Enquanto essa qualificação criada pelo líder abolicionista fluminense José do Patrocínio (1854 - 1905) for mantida como uma ideia de que Terra da Luz diz respeito à claridade comum ao território cearense, e não ao fato de o Ceará ter sido a primeira província brasileira a formalizar a abolição da escravatura, em 25 de março de 1884, seguiremos omissos aos ditames de um passado fechado que nega a participação ativa de lideranças negras no processo de abolição.

Os interesses das classes dominantes da época chegaram a associar Terra da Luz à libertação, porém em um contexto que colocava a pessoa preta liberta na condição de ajudada, e não de conquistadora. Perdurou, assim, o entendimento público de benevolência, e não de conflito. Em mais de um século, a hierarquia econômica e de poder transferiu essa interpretação para o lugar onde há sol o ano inteiro.

Reivindicar o sentido dado por José do Patrocínio a essa expressão, ajustando-o ao seu propósito de exaltar o feito abolicionista pioneiro, me parece oportuno diante dos avanços das movimentações antirracistas e pela igualdade racial. Em que pese o fato de a abolição cearense ter repercutido praticamente em favor da elite libertadora e frustrado expectativas de pretos e pardos nas décadas seguintes, não é recomendável que se desmereça o marco histórico.

O sentimento de injustiça com relação às apropriações indevidas da expressão Ceará Terra da Luz não tira dos afrocearenses a legitimidade de serem os beneficiários do alcance da simbologia contida nessa metáfora. Recuperar a posse desse bem intangível implica desenvolver novas relações entre percepção e reflexão, reconhecimento e respeito, em um reencontro com a história e com o senso de alteridade.
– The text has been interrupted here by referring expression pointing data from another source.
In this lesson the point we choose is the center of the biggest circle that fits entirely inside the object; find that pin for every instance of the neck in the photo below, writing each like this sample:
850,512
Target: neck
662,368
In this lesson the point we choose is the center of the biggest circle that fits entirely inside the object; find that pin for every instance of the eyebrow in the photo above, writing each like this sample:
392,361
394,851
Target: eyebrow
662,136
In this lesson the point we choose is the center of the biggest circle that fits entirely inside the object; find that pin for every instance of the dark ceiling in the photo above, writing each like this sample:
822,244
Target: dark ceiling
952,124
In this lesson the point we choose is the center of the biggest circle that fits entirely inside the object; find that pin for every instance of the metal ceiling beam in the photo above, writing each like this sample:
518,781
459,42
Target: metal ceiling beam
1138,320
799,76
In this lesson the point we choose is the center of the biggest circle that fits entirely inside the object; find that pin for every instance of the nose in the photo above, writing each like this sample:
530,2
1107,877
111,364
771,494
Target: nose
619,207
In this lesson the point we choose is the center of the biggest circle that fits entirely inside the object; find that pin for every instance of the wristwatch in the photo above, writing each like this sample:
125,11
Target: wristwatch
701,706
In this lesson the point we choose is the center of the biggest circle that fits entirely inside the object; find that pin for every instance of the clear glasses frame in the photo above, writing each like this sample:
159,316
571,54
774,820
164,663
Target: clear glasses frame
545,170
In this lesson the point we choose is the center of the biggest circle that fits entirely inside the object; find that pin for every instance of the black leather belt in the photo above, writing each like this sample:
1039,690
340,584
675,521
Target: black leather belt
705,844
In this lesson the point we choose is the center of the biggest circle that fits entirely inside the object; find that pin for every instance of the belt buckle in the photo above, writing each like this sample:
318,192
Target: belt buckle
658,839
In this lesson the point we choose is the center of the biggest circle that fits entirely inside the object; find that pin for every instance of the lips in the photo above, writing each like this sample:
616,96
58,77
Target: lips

Não há como se pensar em alteridade se não nos dermos conta de quem somos. O preconceito de pele ainda está muito vivo nos múltiplos planos da discriminação. Resgatar o sentido de Terra da Luz é uma ação que coloca na pauta da igualdade racial elementos psicossociais de acontecimentos não lembrados, mas que podem servir como estímulo à consciência das conquistas e sua evolução removedora de arestas das desigualdades

Muitos países africanos têm recuperado tesouros e bens culturais que foram saqueados por nações imperialistas durante a colonização sistemática do continente (séculos XIX e XX). Relíquias em ouro, artefatos de bronze, estátuas de madeira, esculturas de pedra, peças de marfim, cerâmica e zinco, indumentárias e adornos têm sido repatriados, reassumindo seu valor afetivo, artístico, religioso e histórico próprios de cada comunidade espoliada.

Os esforços para reaver o sentido de Terra da Luz têm o caráter de luta permanente contra os efeitos da colonialidade pela consciência do valor simbólico definidora do Ceará Negro, em que pretos e pardos unem suas experiências no campo das desigualdades para o fortalecimento dos movimentos antirracistas e pela igualdade racial. Nessa batalha semiótica, assumir o controle do sentido dessa expressão reforça o sentimento de que ser livre começa com a condição de pensar com a própria cabeça e de aspirar o que pede o coração.